Outside St Munchin's College in Corbally, Limerick, there were memories of 1969, when the ASTI together with the other teacher unions protested over pay for three weeks.
Mr Joe Lillis, a science teacher, was beginning his career then. Yesterday he was one of six teachers picketing at the entrance of the 204-year-old diocesan college which has 560 pupils.
One of them, Mr Brian O'Donoghue, is three months into his new profession after completing his Higher Diploma at Trinity College in May. A part-time teacher, he is on a salary of £13,500. "I like the job," he said.
Mr John O'Kane questioned the salary scale for young people with a mortgage. "It is a benchmark if you can buy your own home with the job you are in," he said.
"A lot of teachers feel compelled to supervise the exams as a supplement, and correct examinations."
Outside the city, in the village of Murroe, the hallowed grounds of Glenstal Abbey remained unsullied by the presence of picketers. At the largest school in the region, Crescent College Comprehensive, in Limerick city, picketers included a former ASTI president, Mr John Hurley. An English and geography teacher, he said the support from the public was gratifying.

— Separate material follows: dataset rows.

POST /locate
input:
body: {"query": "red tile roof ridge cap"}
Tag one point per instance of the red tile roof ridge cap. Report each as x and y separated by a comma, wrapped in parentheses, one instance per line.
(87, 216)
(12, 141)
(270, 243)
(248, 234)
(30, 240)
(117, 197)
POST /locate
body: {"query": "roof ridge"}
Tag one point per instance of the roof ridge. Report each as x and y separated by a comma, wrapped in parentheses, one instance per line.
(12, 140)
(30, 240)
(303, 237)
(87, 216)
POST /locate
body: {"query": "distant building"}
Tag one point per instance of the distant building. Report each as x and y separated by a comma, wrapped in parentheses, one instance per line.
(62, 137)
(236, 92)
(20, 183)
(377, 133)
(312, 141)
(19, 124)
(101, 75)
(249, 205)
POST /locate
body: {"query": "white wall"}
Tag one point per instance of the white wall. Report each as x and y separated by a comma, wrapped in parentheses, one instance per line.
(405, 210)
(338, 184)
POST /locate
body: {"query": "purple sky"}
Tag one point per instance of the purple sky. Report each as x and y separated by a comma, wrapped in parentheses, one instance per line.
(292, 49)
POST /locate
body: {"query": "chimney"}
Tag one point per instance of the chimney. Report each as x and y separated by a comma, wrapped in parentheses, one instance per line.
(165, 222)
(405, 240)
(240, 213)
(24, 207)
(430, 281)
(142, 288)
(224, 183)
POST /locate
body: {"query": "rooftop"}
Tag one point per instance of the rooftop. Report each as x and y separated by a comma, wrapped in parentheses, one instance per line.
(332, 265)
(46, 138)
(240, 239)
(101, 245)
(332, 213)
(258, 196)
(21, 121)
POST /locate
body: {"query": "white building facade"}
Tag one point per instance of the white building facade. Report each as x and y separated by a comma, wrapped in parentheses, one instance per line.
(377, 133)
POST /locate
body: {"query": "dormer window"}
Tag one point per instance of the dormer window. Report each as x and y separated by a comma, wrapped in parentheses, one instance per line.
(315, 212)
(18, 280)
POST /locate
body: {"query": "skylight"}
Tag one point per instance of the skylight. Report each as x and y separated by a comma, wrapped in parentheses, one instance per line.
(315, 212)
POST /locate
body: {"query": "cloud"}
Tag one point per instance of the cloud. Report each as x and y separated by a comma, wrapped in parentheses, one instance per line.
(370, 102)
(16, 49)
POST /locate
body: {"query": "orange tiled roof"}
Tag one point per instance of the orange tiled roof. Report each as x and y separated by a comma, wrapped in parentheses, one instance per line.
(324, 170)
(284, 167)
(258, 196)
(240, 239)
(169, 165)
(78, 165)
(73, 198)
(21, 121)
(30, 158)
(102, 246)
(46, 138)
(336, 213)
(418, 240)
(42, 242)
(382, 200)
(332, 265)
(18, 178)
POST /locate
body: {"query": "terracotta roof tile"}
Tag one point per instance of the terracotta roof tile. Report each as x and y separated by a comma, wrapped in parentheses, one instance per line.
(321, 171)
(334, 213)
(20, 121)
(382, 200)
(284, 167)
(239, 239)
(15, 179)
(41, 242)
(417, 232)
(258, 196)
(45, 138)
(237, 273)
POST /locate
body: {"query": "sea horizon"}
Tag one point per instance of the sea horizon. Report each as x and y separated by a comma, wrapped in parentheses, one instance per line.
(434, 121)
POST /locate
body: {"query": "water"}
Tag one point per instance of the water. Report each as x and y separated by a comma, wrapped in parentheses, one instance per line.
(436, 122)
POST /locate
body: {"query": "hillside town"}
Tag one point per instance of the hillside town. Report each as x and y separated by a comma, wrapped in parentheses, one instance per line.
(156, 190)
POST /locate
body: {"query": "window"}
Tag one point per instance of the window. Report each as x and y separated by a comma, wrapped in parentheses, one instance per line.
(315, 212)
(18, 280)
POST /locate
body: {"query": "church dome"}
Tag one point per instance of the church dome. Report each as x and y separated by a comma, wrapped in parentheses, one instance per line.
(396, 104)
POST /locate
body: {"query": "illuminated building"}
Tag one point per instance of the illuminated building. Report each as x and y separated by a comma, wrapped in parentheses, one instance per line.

"We are doing a difficult job, we are doing it well, but we are not being paid well enough. It is the first time in 35 years that the ASTI has been on strike on its own," he noted.
His colleague, Ms Eilis Casey, said there were added pressures due to new syllabuses, new methodologies and changes in society. Schools were the linch-pin of "a good, solid decent, productive society".
At St Clement's Redemptorist College in Limerick, the two entrances were being manned by the picketers. "They are going in one gate and out the other. We have to keep the feet warm," Ms Gillian Whitney said.
Round the corner, at Laurel Hill College, teachers were tight-lipped. They did agree it was a girls' school. And how many pupils were there? "None today," one said.